Super Bowl 2018: Diego Yurkievich, Conill

"Messages among multicultural audiences tend to be underrepresented."


Diego Yurkievich
Chief Creative Officer Conill
In a few words, can you tell us who you are and what your job title is?
Diego Yurkievich, Chief Creative Officer at Conill.
The current price for a 30 second slot is over $5 million. In your opinion is the spend worth it?
It all depends how those 30 seconds are used. We know the audience is there and it is engaged. If the idea is wonderful, makes connections and is memorable, then it’s priceless. Now, if you don’t have a great idea or if it’s just there to make noise, then you are wasting a big opportunity and quite a bit of budget.

It’s a great responsibility.
Is there a demographic you believe Super Bowl advertisers have failed to target or a business sector that is underrepresented?
The Super Bowl is a cultural phenomenon in the US and it tends to cut-across segments. Messages among multicultural audiences tend to be underrepresented, but the biggest targeting failure by far, is when brands do not speak authentically to their true audiences in favor of trying to appeal to everyone.
Who do you think is the ‘brand to watch’ at this year’s Super Bowl?
Do you think advertisers can benefit from taking a political/social stance in the Super Bowl?
That’s a complicated subject in such a politically-charged environment. Consumers do increasingly like brands to have a personality, and to understand where they stand on some matters.
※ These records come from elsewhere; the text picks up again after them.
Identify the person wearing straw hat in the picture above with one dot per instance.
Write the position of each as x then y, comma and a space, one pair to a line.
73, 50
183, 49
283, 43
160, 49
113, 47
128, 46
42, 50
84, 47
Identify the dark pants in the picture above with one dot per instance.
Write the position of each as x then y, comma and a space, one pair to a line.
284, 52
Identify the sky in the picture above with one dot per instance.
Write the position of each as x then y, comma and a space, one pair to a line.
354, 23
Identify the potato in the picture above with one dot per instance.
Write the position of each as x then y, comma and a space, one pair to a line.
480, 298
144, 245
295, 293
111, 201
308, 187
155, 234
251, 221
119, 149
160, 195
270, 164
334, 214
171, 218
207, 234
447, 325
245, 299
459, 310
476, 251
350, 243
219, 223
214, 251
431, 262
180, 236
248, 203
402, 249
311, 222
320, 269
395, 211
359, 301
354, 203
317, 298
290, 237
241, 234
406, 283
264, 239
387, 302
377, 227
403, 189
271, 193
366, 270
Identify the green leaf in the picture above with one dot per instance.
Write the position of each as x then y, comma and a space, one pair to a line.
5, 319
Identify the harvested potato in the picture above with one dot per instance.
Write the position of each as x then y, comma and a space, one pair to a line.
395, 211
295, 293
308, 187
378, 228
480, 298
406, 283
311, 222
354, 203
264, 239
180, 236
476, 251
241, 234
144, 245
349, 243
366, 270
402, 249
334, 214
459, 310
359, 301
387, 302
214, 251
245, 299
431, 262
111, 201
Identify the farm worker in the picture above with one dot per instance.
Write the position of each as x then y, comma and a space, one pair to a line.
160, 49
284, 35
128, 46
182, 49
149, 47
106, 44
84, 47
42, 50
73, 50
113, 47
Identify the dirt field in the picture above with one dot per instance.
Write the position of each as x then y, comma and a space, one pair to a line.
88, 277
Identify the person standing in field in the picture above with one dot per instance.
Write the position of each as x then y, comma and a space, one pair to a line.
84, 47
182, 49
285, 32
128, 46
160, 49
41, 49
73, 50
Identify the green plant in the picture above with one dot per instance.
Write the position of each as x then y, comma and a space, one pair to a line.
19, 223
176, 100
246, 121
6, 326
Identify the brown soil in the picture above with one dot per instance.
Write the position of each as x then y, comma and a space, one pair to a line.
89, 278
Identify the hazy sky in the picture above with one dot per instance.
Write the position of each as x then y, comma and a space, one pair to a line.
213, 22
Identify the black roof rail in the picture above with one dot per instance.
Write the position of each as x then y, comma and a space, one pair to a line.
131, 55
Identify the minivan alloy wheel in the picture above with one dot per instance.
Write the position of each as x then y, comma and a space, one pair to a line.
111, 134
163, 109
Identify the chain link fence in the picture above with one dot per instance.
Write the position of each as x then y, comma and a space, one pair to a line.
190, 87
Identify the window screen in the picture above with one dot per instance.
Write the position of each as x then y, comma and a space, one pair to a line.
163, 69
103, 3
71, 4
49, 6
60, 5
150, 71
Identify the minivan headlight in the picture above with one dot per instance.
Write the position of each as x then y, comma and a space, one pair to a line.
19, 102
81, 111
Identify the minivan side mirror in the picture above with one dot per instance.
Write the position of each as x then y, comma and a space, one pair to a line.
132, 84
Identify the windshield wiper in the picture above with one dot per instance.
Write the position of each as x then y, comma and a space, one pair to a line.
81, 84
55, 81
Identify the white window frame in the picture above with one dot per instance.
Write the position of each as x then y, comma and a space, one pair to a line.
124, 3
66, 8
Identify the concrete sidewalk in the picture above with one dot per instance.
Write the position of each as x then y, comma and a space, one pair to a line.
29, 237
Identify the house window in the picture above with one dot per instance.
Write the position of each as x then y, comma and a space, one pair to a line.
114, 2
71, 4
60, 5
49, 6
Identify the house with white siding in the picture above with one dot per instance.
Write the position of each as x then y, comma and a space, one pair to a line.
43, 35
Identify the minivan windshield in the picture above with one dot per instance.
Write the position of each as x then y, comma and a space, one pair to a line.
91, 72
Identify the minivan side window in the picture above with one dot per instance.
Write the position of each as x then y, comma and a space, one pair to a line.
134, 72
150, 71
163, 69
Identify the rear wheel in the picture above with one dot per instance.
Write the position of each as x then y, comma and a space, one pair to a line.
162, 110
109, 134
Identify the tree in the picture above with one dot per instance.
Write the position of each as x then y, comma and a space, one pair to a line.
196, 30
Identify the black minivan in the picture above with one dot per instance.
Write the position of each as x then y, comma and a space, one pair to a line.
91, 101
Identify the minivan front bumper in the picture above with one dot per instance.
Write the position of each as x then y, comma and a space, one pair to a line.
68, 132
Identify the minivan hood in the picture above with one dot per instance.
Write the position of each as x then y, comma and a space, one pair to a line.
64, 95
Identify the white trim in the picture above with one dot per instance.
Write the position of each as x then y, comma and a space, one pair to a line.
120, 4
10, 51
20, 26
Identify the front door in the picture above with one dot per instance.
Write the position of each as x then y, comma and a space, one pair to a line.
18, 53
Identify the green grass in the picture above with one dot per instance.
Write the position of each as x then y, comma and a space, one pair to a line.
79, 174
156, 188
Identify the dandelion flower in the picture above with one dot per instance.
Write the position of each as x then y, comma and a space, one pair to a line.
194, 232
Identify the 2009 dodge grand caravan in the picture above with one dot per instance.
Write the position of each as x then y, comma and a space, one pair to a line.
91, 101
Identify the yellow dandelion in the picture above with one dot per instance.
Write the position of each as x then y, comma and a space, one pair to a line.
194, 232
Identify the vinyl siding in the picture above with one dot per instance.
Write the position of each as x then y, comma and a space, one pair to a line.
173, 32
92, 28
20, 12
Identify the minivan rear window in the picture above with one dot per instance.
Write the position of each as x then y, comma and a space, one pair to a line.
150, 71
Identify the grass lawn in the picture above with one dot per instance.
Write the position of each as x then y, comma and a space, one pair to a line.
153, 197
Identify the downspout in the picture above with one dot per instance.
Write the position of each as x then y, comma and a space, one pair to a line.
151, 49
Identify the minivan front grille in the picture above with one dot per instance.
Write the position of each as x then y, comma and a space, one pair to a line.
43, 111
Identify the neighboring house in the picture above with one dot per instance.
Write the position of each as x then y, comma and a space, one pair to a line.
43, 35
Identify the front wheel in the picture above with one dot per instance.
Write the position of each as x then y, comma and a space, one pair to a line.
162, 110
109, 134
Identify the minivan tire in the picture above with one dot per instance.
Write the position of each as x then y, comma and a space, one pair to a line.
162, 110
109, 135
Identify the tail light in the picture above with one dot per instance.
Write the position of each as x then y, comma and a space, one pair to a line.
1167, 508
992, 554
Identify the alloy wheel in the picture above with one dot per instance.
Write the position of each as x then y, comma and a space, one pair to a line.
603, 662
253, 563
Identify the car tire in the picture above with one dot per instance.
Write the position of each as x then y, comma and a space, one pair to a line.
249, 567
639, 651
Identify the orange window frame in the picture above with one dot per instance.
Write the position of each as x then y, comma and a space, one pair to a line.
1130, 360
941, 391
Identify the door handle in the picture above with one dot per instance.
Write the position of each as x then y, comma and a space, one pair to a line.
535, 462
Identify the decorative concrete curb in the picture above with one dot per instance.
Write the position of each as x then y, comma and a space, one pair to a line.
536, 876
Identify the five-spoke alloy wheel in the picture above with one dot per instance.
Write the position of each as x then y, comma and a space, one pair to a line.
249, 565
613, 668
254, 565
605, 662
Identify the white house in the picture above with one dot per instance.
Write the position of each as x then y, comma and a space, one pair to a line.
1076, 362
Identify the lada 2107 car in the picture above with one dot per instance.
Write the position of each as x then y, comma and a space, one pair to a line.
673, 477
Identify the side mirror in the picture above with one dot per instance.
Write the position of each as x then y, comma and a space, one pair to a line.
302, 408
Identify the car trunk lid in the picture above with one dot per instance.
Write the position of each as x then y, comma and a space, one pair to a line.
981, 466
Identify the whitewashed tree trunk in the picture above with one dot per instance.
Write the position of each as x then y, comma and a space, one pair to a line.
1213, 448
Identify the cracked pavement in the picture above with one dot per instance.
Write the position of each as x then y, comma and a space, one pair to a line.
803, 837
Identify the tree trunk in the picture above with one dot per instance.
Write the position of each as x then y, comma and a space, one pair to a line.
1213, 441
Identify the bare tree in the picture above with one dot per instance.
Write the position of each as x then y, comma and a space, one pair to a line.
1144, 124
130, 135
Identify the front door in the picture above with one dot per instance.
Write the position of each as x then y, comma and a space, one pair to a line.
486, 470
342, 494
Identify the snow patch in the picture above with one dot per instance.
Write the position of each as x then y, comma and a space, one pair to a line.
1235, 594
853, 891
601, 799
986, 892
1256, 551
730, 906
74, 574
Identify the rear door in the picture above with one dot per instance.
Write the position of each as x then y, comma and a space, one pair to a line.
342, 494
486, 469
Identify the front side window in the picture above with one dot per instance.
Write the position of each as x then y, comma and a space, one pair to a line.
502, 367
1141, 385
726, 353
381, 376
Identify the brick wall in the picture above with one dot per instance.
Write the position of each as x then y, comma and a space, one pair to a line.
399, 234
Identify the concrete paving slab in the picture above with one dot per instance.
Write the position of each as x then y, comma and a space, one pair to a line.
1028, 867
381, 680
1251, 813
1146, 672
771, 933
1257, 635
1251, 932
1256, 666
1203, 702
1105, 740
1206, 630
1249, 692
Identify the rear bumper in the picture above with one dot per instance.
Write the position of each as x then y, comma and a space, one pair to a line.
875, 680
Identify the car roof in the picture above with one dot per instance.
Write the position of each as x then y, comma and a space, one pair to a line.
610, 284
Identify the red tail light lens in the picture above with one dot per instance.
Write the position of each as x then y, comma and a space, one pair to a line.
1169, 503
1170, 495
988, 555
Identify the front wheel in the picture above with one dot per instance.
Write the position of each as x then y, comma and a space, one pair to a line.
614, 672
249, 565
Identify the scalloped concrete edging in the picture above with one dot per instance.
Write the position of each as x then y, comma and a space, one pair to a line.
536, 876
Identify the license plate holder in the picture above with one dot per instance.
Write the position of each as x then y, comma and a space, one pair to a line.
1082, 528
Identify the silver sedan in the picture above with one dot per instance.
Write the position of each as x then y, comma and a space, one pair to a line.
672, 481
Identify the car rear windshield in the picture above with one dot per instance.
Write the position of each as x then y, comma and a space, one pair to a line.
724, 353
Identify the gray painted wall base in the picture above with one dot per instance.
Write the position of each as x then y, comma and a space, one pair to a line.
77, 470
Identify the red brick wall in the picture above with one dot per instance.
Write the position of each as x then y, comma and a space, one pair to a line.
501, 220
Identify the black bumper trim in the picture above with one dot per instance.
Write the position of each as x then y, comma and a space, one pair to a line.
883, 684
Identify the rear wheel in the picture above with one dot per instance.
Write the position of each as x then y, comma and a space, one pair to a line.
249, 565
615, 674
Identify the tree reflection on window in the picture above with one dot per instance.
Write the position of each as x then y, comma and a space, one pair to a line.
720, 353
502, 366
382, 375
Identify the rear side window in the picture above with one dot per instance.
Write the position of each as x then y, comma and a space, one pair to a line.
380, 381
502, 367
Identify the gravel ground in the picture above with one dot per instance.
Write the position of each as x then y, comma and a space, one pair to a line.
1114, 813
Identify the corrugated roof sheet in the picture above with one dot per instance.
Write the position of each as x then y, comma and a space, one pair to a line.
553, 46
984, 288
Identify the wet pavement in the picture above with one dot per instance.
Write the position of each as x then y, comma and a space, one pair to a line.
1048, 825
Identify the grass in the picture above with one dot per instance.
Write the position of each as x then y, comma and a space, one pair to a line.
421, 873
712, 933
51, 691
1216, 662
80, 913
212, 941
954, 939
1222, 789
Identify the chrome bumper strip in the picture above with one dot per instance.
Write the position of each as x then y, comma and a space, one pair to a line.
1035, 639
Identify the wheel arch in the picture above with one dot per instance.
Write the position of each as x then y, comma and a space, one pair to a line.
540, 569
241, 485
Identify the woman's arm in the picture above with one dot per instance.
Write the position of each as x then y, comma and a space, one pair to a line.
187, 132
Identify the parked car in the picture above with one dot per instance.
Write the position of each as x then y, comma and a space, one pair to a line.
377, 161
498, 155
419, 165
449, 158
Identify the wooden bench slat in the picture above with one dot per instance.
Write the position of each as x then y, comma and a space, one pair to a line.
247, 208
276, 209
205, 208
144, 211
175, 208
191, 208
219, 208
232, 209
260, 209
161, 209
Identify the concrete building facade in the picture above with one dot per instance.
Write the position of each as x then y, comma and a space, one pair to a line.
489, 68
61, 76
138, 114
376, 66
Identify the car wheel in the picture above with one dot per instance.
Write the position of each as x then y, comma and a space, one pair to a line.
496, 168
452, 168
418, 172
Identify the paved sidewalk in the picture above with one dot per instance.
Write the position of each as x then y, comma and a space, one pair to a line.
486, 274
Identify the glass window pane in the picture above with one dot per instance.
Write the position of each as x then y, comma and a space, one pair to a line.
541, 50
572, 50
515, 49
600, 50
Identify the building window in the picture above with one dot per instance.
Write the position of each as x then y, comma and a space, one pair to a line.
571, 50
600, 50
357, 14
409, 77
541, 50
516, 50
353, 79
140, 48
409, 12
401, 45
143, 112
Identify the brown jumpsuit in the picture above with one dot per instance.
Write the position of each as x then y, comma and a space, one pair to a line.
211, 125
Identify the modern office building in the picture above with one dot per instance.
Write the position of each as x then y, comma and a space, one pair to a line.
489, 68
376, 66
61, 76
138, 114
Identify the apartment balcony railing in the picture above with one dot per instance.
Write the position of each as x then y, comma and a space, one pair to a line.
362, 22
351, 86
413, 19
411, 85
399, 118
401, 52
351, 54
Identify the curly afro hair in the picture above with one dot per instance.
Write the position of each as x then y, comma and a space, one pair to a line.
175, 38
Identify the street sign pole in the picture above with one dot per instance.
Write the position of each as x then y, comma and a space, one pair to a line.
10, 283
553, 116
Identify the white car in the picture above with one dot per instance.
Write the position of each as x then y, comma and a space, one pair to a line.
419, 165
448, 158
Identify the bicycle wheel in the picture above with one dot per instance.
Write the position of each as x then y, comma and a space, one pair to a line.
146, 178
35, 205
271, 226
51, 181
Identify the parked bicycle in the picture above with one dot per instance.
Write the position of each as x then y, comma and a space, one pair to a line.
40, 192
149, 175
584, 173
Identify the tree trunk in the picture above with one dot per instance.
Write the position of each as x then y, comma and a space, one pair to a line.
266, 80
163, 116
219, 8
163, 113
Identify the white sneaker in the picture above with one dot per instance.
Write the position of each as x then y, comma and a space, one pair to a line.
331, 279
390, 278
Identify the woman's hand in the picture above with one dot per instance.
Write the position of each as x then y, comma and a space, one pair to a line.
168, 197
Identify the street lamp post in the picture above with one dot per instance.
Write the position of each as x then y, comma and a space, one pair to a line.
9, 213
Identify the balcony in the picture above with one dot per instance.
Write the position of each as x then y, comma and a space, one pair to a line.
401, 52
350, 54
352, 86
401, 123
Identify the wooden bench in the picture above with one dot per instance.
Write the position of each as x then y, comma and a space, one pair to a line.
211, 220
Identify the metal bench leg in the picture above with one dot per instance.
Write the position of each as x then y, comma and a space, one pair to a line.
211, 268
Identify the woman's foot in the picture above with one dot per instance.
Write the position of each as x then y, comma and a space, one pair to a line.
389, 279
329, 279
It depends very much, on what kind of brand you are. Does your product or service have a natural connection? If you are true and authentic to your brand character, you can inspire deeper connections with your audience.
Are there any fumbled opportunities that come to mind when you think of past Super Bowl advertising?
There are terrific successes and missed opportunities during every Super Bowl or other big event. And I’m not talking about the ones critics will pan on Monday. As I said earlier, when you develop and execute a communication that’s not on-character or speaking to their true audience.

You can have a gut-busting hilarious or poignant commercial that people will enjoy, but they won’t remember the product or service the next day. They’ll just recall the entertainment value. That’s a big miss in my book.
Eagles or Patriots?
My heart is with the Eagles. My money is on the Pats.
What is your favorite Super Bowl ad of all time?
Apple’s 1984. It may seem cliché in creative circles, but it is “THE” Superbowl ad.